3. It’s Henglish, not English
There is an unofficial language in India – Henglish. Henglish is the product of a lot of Hindi mixed with a little English, therefore leaving you with a language that rapidly flies off the tongues of locals as you pretend to understand while you smile and nod politely. It is an indicator that the people of India desire to have their beloved Hindustan resemble the western world more and more. As cool as Henglish is linguistically, it is the most English you are likely to hear while teaching in the slums. Although being fluent in the language of the country you are teaching in is not a necessity to teach English, it might be worth brushing up on your Hindi to at least be able to communicate with the staff at your workplace.
Tip: just don’t let the students know you speak Hindi!
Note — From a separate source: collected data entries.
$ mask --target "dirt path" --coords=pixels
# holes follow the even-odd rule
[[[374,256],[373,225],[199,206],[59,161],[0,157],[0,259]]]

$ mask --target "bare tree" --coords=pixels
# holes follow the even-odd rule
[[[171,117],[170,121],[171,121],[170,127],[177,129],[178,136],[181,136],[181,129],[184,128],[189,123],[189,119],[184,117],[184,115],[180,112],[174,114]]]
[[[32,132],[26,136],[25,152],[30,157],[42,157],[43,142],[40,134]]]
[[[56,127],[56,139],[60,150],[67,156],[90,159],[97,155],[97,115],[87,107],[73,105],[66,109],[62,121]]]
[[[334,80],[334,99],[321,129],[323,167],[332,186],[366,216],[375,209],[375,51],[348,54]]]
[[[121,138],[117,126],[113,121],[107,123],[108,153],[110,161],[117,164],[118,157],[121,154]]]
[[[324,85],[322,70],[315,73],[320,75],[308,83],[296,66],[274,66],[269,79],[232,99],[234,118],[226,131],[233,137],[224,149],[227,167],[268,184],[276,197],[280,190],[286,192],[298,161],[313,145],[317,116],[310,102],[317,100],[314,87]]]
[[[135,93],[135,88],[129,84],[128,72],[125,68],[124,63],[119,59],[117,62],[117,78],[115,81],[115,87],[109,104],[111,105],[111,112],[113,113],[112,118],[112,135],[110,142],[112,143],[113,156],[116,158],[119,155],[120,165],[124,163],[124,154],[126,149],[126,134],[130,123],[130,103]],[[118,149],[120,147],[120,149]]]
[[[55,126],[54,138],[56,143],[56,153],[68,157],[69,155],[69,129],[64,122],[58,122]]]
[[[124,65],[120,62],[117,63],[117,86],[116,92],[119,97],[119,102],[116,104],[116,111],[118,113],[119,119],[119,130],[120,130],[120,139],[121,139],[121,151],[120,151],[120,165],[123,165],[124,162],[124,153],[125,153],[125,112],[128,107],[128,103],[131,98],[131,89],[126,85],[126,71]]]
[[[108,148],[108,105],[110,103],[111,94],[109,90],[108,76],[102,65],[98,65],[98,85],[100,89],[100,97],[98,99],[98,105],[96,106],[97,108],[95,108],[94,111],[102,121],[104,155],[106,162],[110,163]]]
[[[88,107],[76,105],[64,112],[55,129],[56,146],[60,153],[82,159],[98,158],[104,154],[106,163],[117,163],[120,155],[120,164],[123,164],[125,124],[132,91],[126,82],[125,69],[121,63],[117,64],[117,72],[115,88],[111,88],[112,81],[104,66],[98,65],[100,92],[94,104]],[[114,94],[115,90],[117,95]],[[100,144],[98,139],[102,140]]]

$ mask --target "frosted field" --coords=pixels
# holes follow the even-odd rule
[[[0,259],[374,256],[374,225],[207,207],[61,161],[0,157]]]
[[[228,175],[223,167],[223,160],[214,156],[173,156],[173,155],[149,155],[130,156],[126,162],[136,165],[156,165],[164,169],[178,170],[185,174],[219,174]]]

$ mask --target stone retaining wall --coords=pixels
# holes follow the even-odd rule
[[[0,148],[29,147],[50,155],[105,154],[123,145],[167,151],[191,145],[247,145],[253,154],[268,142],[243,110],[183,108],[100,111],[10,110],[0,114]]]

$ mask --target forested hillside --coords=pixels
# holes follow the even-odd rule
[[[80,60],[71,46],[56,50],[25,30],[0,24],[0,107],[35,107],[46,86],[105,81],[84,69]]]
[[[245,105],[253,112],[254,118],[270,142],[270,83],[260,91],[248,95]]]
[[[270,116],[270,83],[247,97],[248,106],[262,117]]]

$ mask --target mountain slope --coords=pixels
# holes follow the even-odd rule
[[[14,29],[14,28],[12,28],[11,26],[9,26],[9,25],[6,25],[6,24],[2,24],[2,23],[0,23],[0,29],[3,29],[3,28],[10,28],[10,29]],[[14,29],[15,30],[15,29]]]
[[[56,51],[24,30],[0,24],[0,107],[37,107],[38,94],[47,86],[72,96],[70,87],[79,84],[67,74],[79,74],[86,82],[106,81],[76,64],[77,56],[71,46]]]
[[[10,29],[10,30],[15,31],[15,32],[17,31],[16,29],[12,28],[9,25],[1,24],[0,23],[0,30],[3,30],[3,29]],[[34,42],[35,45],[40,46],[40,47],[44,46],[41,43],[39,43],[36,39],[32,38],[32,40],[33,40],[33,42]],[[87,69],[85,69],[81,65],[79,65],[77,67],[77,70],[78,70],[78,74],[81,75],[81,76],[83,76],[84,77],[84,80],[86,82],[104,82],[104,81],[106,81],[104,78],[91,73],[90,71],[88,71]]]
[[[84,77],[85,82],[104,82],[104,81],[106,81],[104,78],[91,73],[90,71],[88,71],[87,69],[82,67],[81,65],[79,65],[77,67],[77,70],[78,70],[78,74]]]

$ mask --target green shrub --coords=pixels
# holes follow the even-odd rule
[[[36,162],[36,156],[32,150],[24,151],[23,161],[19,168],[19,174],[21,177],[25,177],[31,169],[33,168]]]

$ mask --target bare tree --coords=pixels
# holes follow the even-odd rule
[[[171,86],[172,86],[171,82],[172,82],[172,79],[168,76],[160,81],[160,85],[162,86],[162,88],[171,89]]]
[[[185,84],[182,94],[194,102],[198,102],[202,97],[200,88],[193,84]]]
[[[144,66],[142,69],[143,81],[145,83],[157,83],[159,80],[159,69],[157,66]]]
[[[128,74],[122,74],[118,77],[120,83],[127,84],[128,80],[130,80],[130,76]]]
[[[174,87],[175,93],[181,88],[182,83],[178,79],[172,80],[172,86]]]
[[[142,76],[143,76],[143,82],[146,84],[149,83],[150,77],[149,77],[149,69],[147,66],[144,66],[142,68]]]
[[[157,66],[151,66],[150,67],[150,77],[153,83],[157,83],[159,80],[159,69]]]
They will use it as a crutch in class instead of trying to use their newly acquired English skills.
4. Games, games, games
Running games, speaking games, writing games, board games, card games, memory games, any games! Your class is likely to be made up of students that do not meet their actual grade level requirements. This means that half of your students might know how to read English and hold a conversation, while the other half of your students might know only how to sing the alphabet.
Games are a great way to keep the students that already know the subject matter entertained and practicing their language skills at their level, while the other students who do not know the subject matter can be challenged while learning in a way that they can enjoy.
5. Just because you are the teacher, does not mean you will be teaching
There is so much to learn while teaching in the slums. Your eyes and heart will be opened as you see the potential and yearning these young students have. At times you will feel hopeless, useless, wrong, over privileged, impatient and mean. However, at other times you will feel helpful, maternal, correct, inspiring and inspired. There will be good days and bad days, and it will, without a doubt, be a challenge, but with a great challenge can come a great reward. Who knows, you might be the reason a child decides to continue their education, and in India the difference between being uneducated and educated can make a world of difference.